As I traveled from the airport to the hotel where we met, I noticed that almost every woman on the street past childhood was veiled, with at least her hair covered with a scarf, and in a not-small number of cases, covered head to toe in a long, flowing garment. I even observed a couple of women whose coverings were so thorough that I couldn't even see a slit for their eyes -- the fabric must have been thin enough for them to see through, but not for others to see in. The hotel had only a handful of female employees, mostly professional women who worked behind the desk. Only a couple of them wore no scarf.

The striking thing was that the meeting room where the primates' deliberations took place, the hotel's largest and principal conference room, was bedecked with several large paintings of half-naked women. It was a space that, in normal circumstances, apparently was used only by men. I found it striking that public expectations of women are modest dress and covering, yet there is evidently a rather different attitude toward men's entertainment.

These complex and conflicting gender expectations have something significant to do with attitudes there and in other parts of the world toward male homosexuality. The greatest difficulty in many cultures, including parts of North American society, is the perception that one of the partners in such a union must be acting like a woman -- and that is most definitely not a socially desirable status! It is an attitude directly involved in the handful of scriptural references to male homosexuality in the Hebrew Bible. The New Testament references have more to do with abusive and exploitative behavior.

At the same time, one could readily observe public behavior in Egypt that would be identified as same-sex affection in our own culture -- women and men holding hands with others of the same gender. Yet in that culture it is seen merely to express friendship and is not associated with sexuality.

All of which is to suggest that all of us read Scripture through the lenses we have -- our cultural norms, our scientific understanding and our theological understanding of the purpose of marriage. We also privilege particular parts of Scripture in the way we build our lectionaries.

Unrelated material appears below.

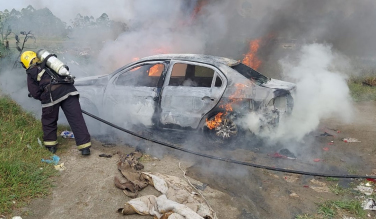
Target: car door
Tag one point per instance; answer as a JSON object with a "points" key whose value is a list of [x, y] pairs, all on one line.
{"points": [[190, 91], [131, 96]]}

One morning at worship at the primates' meeting, we heard the reading from Corinthians that says women should be quiet in church and ask their husbands at home if they have questions (1Cor 14:33b-35). It was followed by the Gospel passage that recounts Salome and Herodias' request for the head of John the Baptist. I don't believe that section of the Gospel, alone, is ever read at Eucharist in the Episcopal Church -- because there is precious little good news in it.

I had one other pertinent encounter in Fort Worth, Texas, after the primates' meeting. I was greeting a long line of people at the end of the day of the reorganizing convention for the diocese. I spoke with a man in a wheelchair who appeared to have had a stroke.

The next person in line began by telling me that the guy in the wheelchair was a retired obstetrician/gynecologist and that "he's the most interesting gay man I know, and I'm proud to call him a friend." Rather an unusual conversation starter. And then he went on to say, "All of this is really about male supremacy, isn't it?" His words, not mine, but worth consideration.

There is no longer Jew or Greek, there is no longer slave or free, there is no longer male and female; for all of you are one in Christ Jesus. Galatians 3:28

-- The Most Rev. Katharine Jefferts Schori is presiding bishop of the Episcopal Church.


1 comment:

Janice Dean said...

I think what impresses me the most about Bishop Katherine is that she _always_ (no exaggeration) presents herself in a respectful, even-tempered, paced, considerate (i.e., marked by consideration) way. As a hotheaded woman of Irish descent, I am surprised over and over by how well this approach works. I believe this way of communicating is the single characteristic of our presiding bishop that impresses me most. We are so blessed to have her, and God certainly brought her to us at the right time.